Ingres offers a unique chronological survey of the artists career as a whole, revealing him in all his splendour. The exhibition thus opens with a seductive self-portrait that conveys his youthful energy, loaned from the Metropolitan Museum in New York, and closes with Selfportrait of Ingres aged 78 loaned from the Gallerie degli Uffizi in Florence, a work that transmits the masters supreme artistic authority in his final years.
The exhibition pays close attention to Ingres activities as a portraitist, which gave rise to one of the most beautiful chapters of 19th-century art. Perfectly capable of precisely capturing his sitters characters, Ingres was able to depict both the imposing presence of an Emperor in the iconic Napoleon I on his Imperial Throne and the dreamy nature of an artist in François-Marius Granet from the Musée Granet in France. All these images reveal an authentic language that arose from the artists ongoing dialogue with the portraits he had studied in the Musée Napoleón and the ones he later saw in Italy. The portrait of Monsieur Bertin, loaned from the Louvre, which is a dynamic image of the fourth estate, or that of the Countess of Haussonville from the Frick Collection in New York offer a superb conclusion to Ingres endeavours in this genre.

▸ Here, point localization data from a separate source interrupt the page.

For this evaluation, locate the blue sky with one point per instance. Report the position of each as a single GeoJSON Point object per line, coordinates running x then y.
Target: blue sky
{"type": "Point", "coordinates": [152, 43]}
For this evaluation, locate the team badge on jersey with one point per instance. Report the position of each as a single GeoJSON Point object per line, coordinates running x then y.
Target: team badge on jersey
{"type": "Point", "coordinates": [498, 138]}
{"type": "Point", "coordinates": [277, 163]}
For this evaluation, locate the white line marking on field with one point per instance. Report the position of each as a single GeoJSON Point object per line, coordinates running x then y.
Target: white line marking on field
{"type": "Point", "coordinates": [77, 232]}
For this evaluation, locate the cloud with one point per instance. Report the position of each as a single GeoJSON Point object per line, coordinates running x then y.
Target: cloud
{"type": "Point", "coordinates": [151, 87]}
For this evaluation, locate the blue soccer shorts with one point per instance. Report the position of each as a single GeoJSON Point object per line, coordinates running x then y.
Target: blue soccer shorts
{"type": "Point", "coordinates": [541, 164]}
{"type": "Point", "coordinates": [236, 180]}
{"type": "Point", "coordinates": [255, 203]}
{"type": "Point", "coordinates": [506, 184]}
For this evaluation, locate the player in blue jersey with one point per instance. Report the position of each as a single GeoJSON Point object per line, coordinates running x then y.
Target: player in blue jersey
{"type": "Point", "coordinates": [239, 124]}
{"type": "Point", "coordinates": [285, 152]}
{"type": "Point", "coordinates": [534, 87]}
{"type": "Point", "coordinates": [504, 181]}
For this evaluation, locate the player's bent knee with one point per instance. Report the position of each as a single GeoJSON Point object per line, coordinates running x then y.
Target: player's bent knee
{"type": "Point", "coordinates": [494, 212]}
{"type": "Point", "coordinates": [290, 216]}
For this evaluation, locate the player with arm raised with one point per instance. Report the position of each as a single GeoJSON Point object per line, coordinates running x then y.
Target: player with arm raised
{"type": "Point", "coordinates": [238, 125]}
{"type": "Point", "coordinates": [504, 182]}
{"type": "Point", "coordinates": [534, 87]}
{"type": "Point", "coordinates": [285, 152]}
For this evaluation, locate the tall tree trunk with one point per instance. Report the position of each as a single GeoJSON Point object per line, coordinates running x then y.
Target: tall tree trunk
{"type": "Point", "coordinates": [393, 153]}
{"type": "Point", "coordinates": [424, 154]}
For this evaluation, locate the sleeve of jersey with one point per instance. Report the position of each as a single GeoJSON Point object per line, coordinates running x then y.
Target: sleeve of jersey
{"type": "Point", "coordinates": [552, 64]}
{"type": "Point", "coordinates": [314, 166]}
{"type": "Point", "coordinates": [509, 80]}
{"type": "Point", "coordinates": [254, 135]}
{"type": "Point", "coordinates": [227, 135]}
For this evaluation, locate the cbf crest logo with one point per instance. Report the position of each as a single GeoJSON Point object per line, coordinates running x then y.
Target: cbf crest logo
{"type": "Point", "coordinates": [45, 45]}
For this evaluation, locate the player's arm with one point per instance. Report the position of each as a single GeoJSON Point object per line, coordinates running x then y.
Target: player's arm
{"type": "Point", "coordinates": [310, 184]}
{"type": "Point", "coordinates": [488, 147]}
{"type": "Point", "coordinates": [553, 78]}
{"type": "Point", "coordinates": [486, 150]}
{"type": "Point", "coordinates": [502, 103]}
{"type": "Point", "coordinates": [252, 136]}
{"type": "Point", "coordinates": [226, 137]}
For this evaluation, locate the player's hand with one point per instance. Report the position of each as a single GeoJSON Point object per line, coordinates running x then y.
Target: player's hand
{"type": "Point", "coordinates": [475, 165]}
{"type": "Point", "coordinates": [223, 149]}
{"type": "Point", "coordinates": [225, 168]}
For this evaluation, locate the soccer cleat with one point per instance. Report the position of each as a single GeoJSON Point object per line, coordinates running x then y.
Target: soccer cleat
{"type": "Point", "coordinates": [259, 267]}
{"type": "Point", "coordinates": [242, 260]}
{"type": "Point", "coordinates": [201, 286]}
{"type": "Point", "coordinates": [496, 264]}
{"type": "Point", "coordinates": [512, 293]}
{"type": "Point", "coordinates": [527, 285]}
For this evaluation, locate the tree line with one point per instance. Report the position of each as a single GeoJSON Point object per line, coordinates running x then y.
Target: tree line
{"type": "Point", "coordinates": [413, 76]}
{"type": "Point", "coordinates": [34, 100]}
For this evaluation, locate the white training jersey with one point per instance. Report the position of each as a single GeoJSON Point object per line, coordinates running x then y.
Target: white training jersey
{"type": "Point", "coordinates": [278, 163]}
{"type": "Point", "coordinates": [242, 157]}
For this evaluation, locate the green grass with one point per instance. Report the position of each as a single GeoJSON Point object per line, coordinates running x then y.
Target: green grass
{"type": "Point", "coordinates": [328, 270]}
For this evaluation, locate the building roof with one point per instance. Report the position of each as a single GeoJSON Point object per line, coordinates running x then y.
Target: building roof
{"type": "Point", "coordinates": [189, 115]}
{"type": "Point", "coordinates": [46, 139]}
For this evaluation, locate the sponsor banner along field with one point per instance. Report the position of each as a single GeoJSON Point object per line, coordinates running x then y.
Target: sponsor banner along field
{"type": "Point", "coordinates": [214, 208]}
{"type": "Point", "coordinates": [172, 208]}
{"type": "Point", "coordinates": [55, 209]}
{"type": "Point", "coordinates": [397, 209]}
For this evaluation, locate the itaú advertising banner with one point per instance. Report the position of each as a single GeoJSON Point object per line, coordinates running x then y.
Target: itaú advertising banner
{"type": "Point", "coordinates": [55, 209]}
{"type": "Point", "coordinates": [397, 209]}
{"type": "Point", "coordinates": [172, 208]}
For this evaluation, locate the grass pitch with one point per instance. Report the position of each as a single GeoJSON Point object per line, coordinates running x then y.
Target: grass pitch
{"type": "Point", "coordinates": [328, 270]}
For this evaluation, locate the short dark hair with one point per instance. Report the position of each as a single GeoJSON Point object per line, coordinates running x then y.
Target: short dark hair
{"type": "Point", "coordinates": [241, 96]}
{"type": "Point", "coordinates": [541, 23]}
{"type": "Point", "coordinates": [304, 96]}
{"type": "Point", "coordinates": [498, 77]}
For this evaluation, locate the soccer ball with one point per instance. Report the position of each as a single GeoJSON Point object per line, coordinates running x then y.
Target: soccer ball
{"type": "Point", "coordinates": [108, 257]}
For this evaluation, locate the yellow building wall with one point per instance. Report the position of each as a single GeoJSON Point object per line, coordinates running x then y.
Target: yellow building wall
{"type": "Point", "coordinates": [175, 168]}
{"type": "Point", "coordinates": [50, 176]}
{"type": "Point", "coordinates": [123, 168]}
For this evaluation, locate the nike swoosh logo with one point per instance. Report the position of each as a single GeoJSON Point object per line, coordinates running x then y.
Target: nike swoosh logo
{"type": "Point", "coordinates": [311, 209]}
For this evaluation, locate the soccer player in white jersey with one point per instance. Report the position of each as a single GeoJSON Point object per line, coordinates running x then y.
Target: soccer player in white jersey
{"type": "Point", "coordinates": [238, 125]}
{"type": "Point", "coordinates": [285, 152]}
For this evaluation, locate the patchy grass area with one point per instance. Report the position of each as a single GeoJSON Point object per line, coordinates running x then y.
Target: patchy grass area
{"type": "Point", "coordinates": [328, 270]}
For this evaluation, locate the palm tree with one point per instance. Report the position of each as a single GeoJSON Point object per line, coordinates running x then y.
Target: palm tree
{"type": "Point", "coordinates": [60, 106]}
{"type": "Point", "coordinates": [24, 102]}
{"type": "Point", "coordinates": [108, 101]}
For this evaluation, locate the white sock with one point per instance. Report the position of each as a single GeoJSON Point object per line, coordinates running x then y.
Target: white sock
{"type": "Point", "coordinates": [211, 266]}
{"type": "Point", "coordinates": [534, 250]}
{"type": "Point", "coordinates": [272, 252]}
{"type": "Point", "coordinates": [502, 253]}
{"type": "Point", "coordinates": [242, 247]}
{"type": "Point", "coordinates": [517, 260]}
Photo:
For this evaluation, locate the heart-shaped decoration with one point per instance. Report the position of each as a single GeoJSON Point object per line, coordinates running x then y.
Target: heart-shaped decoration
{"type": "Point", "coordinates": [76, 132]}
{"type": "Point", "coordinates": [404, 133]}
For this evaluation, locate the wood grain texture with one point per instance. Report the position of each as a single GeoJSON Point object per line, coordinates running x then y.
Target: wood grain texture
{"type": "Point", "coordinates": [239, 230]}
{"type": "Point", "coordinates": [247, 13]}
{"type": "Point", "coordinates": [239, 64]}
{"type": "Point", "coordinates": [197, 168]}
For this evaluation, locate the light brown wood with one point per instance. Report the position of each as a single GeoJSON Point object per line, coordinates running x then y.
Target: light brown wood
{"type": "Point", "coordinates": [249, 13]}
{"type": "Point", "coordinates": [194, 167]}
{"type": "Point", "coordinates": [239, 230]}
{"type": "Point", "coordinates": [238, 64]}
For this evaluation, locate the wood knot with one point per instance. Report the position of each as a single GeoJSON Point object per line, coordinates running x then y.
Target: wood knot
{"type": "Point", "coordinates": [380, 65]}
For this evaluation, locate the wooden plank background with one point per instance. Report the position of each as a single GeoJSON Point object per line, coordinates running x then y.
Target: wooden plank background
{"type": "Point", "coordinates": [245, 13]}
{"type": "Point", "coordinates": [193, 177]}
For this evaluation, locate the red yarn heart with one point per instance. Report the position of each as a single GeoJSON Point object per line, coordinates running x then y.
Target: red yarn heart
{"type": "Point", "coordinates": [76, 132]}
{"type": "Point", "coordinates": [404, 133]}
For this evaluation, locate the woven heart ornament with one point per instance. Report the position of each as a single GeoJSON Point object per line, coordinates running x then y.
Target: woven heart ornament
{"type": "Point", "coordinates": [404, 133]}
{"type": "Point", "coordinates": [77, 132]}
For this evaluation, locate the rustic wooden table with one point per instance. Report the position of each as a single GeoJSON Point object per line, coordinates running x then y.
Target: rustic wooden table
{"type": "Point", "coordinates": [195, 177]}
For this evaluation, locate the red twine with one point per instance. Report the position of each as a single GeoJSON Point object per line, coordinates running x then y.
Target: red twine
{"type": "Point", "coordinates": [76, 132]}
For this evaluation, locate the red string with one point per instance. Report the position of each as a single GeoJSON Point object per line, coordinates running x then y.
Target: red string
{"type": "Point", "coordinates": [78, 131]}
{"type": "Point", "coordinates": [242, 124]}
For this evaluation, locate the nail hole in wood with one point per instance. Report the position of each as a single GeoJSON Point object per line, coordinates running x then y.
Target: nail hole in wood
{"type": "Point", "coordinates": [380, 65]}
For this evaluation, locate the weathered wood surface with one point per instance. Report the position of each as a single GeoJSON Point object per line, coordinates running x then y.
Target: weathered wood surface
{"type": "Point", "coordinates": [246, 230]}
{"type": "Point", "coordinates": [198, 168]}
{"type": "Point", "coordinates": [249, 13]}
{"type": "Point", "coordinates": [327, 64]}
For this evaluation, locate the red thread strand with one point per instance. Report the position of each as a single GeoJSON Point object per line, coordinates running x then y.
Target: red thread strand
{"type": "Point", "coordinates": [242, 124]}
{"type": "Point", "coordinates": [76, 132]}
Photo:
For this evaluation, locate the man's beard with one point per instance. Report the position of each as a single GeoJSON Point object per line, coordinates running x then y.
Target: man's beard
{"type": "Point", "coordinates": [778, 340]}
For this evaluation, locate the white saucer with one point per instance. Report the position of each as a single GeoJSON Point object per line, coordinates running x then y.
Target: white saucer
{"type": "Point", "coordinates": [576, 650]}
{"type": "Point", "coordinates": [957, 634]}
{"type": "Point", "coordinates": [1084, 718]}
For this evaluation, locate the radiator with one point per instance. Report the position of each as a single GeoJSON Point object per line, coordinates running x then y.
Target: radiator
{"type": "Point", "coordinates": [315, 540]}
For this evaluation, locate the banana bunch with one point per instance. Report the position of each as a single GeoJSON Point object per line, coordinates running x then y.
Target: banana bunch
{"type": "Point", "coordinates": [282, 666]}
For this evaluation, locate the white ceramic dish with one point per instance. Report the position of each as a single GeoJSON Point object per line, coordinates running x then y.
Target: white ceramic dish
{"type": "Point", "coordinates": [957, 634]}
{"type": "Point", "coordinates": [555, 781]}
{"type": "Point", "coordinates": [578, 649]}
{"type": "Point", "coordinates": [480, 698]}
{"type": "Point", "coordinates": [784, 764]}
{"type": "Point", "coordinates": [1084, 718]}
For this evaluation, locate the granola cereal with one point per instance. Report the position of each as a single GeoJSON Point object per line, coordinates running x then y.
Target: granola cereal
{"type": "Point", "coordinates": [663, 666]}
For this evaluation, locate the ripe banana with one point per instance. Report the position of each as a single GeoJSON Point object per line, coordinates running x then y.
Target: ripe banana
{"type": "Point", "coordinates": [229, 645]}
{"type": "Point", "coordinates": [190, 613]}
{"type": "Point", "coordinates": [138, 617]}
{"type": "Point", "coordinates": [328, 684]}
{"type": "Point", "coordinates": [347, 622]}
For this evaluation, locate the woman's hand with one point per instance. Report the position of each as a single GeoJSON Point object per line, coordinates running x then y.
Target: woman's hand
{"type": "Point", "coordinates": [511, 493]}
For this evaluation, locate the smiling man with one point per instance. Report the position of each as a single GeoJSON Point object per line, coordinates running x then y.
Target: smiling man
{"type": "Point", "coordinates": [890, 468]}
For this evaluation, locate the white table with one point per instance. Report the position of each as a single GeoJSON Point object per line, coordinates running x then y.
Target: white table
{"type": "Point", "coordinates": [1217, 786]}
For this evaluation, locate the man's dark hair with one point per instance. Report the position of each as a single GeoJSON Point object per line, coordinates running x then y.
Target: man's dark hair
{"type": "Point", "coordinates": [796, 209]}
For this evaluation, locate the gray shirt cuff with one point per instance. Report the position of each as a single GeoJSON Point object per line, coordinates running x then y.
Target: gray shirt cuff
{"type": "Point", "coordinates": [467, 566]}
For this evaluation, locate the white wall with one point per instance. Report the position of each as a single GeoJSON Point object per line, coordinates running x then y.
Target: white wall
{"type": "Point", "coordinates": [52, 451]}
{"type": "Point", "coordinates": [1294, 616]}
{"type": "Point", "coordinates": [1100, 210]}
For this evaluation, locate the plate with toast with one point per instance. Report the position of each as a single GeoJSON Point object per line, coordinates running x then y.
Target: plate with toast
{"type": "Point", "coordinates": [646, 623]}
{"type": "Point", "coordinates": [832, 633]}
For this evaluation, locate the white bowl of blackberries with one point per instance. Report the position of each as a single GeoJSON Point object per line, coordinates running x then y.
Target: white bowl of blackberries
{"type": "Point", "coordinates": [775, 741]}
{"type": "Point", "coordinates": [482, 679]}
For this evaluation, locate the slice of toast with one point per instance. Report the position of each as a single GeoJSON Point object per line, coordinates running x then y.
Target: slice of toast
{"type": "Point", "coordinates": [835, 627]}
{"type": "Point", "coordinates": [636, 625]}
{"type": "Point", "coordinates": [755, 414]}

Displayed alongside these work is a marvellous series of sensual female nudes. The Grande Odalisque from the Musée du Louvre, an image of pure nudity with no narrative justification, has been one of the most influential images in the history of modern painting. Ruggiero rescuing Angelica depicts a sensual, voluptuous woman who is a clear paradigm of contemporary eroticism, while The Turkish Bath from the Louvre, a legendary work that summarises Ingres fascination with repetition, champions the curve as the ideal form for expressing his tireless enthusiasm with the female body, once again located in an exotic context.
This survey of Ingres work also includes a focus on his interest in the genre of history painting, represented by works painted in Rome in which the artist measured himself against the power of the myths of Greco-Roman literature and of Homer and Virgil, as in Virgil reading the Aeneid (loaned from Brussels) and the Studies for The Apotheosis of Homer. This section also includes examples of Ingres troubadour paintings in which he gave free rein to his obsession with the artists of the past whom he most admired, including Raphael and Leonardo da Vinci, in works such as Raphael and La Fornarina (loaned from Ohio) and François I at the Deathbed of Leonardo da Vinci (from the Petit Palais, Paris). Finally, the exhibition analyses Ingres relationship with religious painting, represented in all its variants, from small-scale intimate works such as the moving Virgin adoring the Host from the Louvre to monumental compositions such as Christ among the Doctors.